I was born and lived most of my life in London, some people might think that’s unadventurous but there’s still so much about the city I don’t know and it’s always changing. I like a lot of the really old things like Wilton’s Music Hall in the city and the new things like the gherkin building and the millennium bridge. Also I like the fact that I’ve seen more wildlife in London than in the country – foxes at 9.00am in Waterloo, kestrels in my back garden in Hackney and cormorants swimming up the canal. Most of all what makes London special is the people here from everywhere else. I like the 24hour hot bagel shop and the Turkish restaurants in Dalston, my youngest loves Jamaican fried dumplings and I like the Portuguese restaurants in Stockwell. It’s the mix up that’s good, old and new; Cornelissens art shop that sells dragon blood in a jar and The Algerian Coffee shop in Old Compton Street. The City farms, my local, Hackney, of course and Hampstead Heath and Epping Forest. Isn’t that enough?
My parents were very good storytellers. My dad was from Jamaica and my mum was Welsh. this is a picture of them just before they got married in North Wales in 1954. I was born in 1962 and mixed race families were still very unusual, especially in the suburbs. I went to school at Tetherdown primary school in north London. I loved it. I was good at school and if you’d have asked me then I’d have said I’d be a writer. But I hated secondary school. It was a very old fashioned girls school that soon squashed it out of me. I don’t expect any of my teachers would believe I would ever write enough words to make a book.

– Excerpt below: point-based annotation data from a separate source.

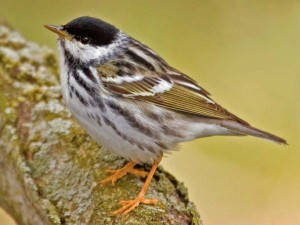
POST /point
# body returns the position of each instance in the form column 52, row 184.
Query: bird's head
column 88, row 39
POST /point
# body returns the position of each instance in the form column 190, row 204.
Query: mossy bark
column 50, row 168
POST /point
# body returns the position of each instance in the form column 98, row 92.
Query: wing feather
column 166, row 87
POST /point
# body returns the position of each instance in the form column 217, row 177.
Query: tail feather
column 245, row 129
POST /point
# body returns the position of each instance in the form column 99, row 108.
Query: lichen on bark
column 50, row 168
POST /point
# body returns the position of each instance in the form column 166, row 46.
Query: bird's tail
column 245, row 129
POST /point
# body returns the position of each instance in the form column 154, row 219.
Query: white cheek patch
column 87, row 52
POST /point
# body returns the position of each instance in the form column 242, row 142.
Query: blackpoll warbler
column 132, row 102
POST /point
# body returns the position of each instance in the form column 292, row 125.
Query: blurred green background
column 246, row 53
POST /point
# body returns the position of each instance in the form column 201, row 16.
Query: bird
column 132, row 102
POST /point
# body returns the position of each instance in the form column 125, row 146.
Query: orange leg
column 129, row 205
column 117, row 174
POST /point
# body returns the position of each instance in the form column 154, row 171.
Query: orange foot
column 130, row 205
column 117, row 174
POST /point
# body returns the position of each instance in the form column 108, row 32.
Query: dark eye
column 85, row 40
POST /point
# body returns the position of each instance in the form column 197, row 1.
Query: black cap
column 91, row 30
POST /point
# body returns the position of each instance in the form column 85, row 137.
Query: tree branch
column 50, row 167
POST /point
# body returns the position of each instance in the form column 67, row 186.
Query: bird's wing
column 166, row 87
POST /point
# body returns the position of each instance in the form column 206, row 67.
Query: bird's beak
column 59, row 31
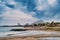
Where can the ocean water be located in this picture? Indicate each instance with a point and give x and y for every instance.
(5, 32)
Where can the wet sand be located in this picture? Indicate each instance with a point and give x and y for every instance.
(33, 37)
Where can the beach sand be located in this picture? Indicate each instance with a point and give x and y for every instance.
(35, 37)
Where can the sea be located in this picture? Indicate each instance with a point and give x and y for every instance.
(5, 32)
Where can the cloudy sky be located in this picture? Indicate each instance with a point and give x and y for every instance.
(28, 11)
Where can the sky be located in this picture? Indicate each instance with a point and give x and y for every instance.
(28, 11)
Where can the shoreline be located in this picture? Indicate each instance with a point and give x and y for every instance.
(33, 37)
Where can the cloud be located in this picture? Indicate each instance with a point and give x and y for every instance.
(14, 16)
(45, 4)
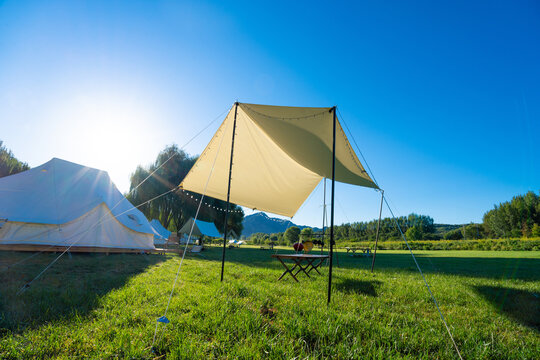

In fact I was bottom of the whole year in history, so how I got to writing historical novels is a mystery. Well, actually, it isn’t. History is people, and what writers and readers love is people.
I love writing about the people you don’t often see in regular history. When I was little I loved the Sunday afternoon serials, historical stuff, Leon Garfield stories, kids in big frocks, but when we came to play the stories in the playground at school there was never anyone like me in those stories, so I set about writing people like me into the past. And although the characters in my historical novels are made up, they are always based on truths. Did you know that when Elizabeth the first was on the throne she complained about the amount of black people in Britain?
And you never got to see black people wearing historical clothes, only ever rags as we were only ever slaves. That’s changed now, but I’ve put this other picture in because I love it.
It’s my Grandmother, Great Aunts and Great Grandmother in their Sunday best for the camera, my Grandmother is the little one. Isn’t it wonderful?
A few years ago I moved to the seaside in Hastings, and now I live on my own with a view of the sea, which is fabulous.